Russian film (2020). Sony Pictures presents an Art Pictures Studio, Hype Film and Vodorod Pictures production in association with Fond kino. Directed by Egor Abramenko. Written by Oleg Malovichko and Andrei Zolotarev. Cast includes Oksana Akinshina, Fyodor Bondarchuk, Pyotr Fyodorov and Anton Vasiliev. 113 minutes. Colour.

A cosmonaut returns from orbit in 1983 with an Alien lifeform inside him (see Parasitism and Symbiosis).

"They have become completely symbiotic: they'll die without each other."

Tatyana Yuryevna Klimova (Akinshina), a controversial neurophysiologist and psychiatrist (see Medicine), is called to the All-Union Scientific Research Institute, a remote Prison and military facility, to examine cosmonaut Konstantin Veshnyakov (Fyodorov), the sole survivor of a two-man orbital mission that landed in Kazakhstan several weeks previously. Veshnyakov is harbouring a creature 30cm long in his stomach and oesophagus which grows to 1.5 metres every night when it emerges to feed on convicts fed to it by Colonel Semiradov (Bondarchuk), a military commander who hopes to turn it into a Weapon of the Cold War.

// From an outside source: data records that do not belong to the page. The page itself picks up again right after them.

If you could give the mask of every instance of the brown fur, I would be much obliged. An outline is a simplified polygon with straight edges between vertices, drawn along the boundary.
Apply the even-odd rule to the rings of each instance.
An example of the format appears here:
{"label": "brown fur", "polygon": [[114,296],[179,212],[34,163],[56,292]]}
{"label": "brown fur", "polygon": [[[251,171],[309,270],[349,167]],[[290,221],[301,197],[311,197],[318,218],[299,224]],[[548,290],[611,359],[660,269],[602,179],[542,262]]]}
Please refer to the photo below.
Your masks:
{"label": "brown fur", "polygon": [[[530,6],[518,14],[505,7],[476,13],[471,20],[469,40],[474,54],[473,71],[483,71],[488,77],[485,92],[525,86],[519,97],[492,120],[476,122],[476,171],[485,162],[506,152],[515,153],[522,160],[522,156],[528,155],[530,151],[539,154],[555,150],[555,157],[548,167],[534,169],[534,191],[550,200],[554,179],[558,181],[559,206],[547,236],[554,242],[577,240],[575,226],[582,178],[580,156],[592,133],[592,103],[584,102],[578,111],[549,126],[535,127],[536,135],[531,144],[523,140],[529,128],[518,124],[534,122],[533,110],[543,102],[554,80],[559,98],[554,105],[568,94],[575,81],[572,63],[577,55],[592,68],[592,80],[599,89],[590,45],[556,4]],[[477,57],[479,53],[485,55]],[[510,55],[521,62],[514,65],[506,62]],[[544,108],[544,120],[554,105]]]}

The creature stimulates the release of the stress hormone cortisol in its prey in order to feed on their fear. "I am that creature, without morals or obligations," Veshnyakov tells Klimova, who draws both the creature and Veshnyakov into her confidence by use of diagnostics, music and a toy (see Toys in SF) before staging an escape with the help of Nobel-winning Scientist Yan Rigel (Vasiliev).

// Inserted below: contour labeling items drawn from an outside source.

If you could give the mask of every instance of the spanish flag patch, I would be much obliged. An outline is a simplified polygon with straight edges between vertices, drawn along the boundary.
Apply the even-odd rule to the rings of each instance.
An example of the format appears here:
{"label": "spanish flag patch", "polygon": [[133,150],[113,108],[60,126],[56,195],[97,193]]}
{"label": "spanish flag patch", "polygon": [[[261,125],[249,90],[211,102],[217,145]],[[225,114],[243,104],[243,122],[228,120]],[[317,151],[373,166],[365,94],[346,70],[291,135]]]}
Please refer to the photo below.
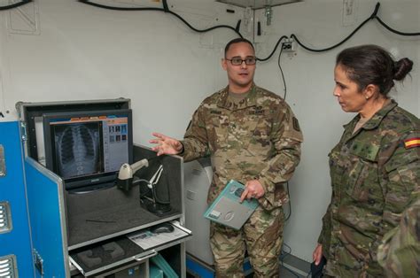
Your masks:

Where the Aliens in Alien (1979) and The Thing (1982) said something about the behaviour of a species intent on survival, and those in Solaris (1971) and Under the Skin (2013) about the human condition itself, the conduct of the alien in Sputnik fails to say much about either its 1983 setting or the behaviour of the human beings seeking to exploit it. There is no examination of where the lifeform came from, or of what it intends beyond feeding on human beings. The Brutalist fixtures and fittings of the Shemyakin-Ovchinnikov Institute of Bioorganic Chemistry, where much of Sputnik was filmed, generate a good deal of Paranoia, however, and the relationship between Klimova and Veshnyakov is much more persuasive than that of Veshnyakov and the alien, which comes across rather more as a B-movie Villain than a metaphor for cold-war Psychology. See Horror in SF for the tendency of science fiction Cinema to produce Monster Movies. [MD]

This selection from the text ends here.